# How to Lie with Statistics!

This month’s post is inspired by two things.  Firstly, a wonderful textbook, a set pre-university text from my days as a maths student: https://www.amazon.co.uk/How-Lie-Statistics-Penguin-Business/dp/0140136290

Secondly, this:

A few days ago, this is how the UK government presented the daily coronavirus death toll in the UK.

[Source]

Deaths are rising, aren’t they?  Yes, of course they are.  But steadily according to the graph?  Where’s that doubling every few days we were hearing about?  Where’s that exponential growth?

Of course, it doesn’t take long to solve the mystery.  Look at that y-axis – the one showing the number of deaths plotted against days (the x-axis).  Instead of going 100, 200, 300, as we might expect, the main grid values go 100, 1,000, 10,000.  Is that rather odd?
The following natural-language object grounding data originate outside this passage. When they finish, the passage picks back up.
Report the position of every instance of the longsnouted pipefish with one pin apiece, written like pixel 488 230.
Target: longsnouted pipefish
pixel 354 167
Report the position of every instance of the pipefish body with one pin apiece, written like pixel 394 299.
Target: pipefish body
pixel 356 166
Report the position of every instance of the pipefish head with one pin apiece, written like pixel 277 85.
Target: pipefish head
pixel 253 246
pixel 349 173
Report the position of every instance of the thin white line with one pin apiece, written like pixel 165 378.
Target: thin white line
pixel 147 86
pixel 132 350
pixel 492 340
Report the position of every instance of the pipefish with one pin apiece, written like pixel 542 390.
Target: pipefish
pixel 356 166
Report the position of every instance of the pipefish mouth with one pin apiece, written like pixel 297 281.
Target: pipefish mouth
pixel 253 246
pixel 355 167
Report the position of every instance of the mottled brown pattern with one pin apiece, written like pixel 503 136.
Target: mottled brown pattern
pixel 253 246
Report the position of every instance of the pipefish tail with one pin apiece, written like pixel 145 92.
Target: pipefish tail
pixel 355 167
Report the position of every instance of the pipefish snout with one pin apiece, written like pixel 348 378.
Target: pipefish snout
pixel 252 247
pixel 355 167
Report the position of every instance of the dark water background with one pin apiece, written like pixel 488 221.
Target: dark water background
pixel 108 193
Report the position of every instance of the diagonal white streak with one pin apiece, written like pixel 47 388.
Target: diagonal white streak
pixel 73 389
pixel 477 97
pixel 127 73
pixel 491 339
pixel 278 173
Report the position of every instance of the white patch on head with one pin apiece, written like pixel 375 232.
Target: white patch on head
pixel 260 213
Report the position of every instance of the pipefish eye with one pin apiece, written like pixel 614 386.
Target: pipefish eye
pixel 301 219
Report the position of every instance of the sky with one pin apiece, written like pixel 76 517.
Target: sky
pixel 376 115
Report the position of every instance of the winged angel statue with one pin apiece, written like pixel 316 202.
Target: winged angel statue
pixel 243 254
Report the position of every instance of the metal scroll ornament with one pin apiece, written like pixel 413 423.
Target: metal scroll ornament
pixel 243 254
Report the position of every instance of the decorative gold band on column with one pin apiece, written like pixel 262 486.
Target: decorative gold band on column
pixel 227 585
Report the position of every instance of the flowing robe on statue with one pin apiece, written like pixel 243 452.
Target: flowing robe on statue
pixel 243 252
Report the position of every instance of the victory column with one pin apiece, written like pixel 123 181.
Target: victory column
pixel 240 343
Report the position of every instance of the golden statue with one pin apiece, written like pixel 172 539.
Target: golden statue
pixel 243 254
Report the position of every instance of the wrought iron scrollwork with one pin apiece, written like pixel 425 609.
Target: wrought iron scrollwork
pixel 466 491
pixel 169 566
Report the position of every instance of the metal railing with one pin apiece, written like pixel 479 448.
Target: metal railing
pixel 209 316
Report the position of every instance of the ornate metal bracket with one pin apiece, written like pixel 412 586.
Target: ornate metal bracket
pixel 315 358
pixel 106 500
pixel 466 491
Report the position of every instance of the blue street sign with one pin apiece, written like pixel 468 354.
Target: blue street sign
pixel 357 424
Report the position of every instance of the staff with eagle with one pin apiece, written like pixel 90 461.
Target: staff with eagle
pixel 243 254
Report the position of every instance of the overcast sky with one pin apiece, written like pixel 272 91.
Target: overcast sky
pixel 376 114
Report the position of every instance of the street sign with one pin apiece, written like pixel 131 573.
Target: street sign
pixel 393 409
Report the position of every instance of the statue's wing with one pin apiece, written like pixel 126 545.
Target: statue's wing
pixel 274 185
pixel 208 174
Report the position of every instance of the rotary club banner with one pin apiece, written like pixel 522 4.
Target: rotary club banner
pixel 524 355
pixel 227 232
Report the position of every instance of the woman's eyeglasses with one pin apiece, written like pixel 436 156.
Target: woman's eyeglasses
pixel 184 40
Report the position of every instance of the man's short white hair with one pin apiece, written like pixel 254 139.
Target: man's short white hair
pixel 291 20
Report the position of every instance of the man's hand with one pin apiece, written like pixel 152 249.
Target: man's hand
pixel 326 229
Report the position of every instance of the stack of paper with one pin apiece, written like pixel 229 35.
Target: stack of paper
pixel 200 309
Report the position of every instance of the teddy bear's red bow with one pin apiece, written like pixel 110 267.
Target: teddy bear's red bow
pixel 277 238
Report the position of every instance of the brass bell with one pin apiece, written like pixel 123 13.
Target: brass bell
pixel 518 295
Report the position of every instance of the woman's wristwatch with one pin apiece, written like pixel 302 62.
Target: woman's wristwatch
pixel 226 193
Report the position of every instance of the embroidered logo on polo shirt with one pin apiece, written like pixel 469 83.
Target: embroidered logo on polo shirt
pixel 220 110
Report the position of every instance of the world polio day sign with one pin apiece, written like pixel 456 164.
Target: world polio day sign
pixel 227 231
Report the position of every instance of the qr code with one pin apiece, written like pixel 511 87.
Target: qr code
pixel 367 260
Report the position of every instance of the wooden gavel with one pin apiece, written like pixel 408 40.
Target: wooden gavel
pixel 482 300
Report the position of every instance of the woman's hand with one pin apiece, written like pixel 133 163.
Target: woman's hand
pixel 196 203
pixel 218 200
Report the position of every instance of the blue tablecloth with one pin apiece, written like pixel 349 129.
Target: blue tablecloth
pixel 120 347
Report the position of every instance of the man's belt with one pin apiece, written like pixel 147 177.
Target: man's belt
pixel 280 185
Well, it’s a particular type of graph.  As you go up the y-axis, the ‘normal’ scale gets squeezed into less and less space.  It’s called a logarithmic (log) graph and it’s used specifically to plot data that’s rising exponentially.  In fact, it can be pretty useful.  Not only does a straight line on a log graph indicate that the growth is exponential, measuring the slope of the line tells us just how exponential it is.  (The factor each day’s figure is being multiplied by to get the next, which leads to the number of days it takes to double.)

If we plot the data on a ‘normal’ linear graph, we get something more like this:

… which, unsurprisingly, does look properly exponential.  [Worldometers/Reuters]

So is this dishonest?

Well, it’s unquestionably dodgy.

OK, statisticians and other scientists do use log graphs for valid purposes.  Not just for the reasons given above but sometimes, more simply, because a large amount of exponential data won’t even fit on a linear graph.

But statisticians actually present data in all sorts of ways, depending on what they’re trying to do with it and/or what they’re trying to show.

And that’s the essential distinction.  Are you trying to work with it or show it?

There’s a massive difference between needing to analyse data and to display it for information, particularly when it’s to be presented to the general public … most of whom – and this is critical – won’t know what a log graph is, what it’s used for or how it works.

Using a log graph to convey information in the public domain simply isn’t on.

Yes, it’s dishonest.

There are potentially redeeming factors:

1. It could have been a genuine mistake: incompetency, not deception?
2. At least they put the figures on the y-axis: the close observer could at least notice that is was log graph. [It’s actually not unheard of to have graphs presented with no figures at all!]

You have to very careful when you represent data with any sort of image.  Just consider something as simple as this …

‘Government contributions to  such-and-such  double’.  So here’s a ‘before and after’ diagram:

The image on the right is twice the height of the one on the left.  That’s OK, isn’t it?

Well, no, it isn’t; not if we’re thinking people may take a visual message from it.  Doubling lengths quadruples areas and multiplies volumes by eight.  At the very least, the right-hand image looks four times the size of the left-hand image and, if we’re getting a 3D feeling from it then it looks eight times bigger.  Even if the correct figures are given as well (as they are in the government’s graph), the visual image can be more immediate, stronger, and lasting.  Reputable statisticians simply don’t do this kind of stuff!

But if you really want to get into the finer detail of how statistics can be used to mislead, I recommend the book itself.

Incidentally, I don’t have my copy of ‘How to Lie with Statistics’ any more.  I lent it to a fellow political activist years ago and never got it back.  He’s now the leader of a major UK city council!  It’s a good book!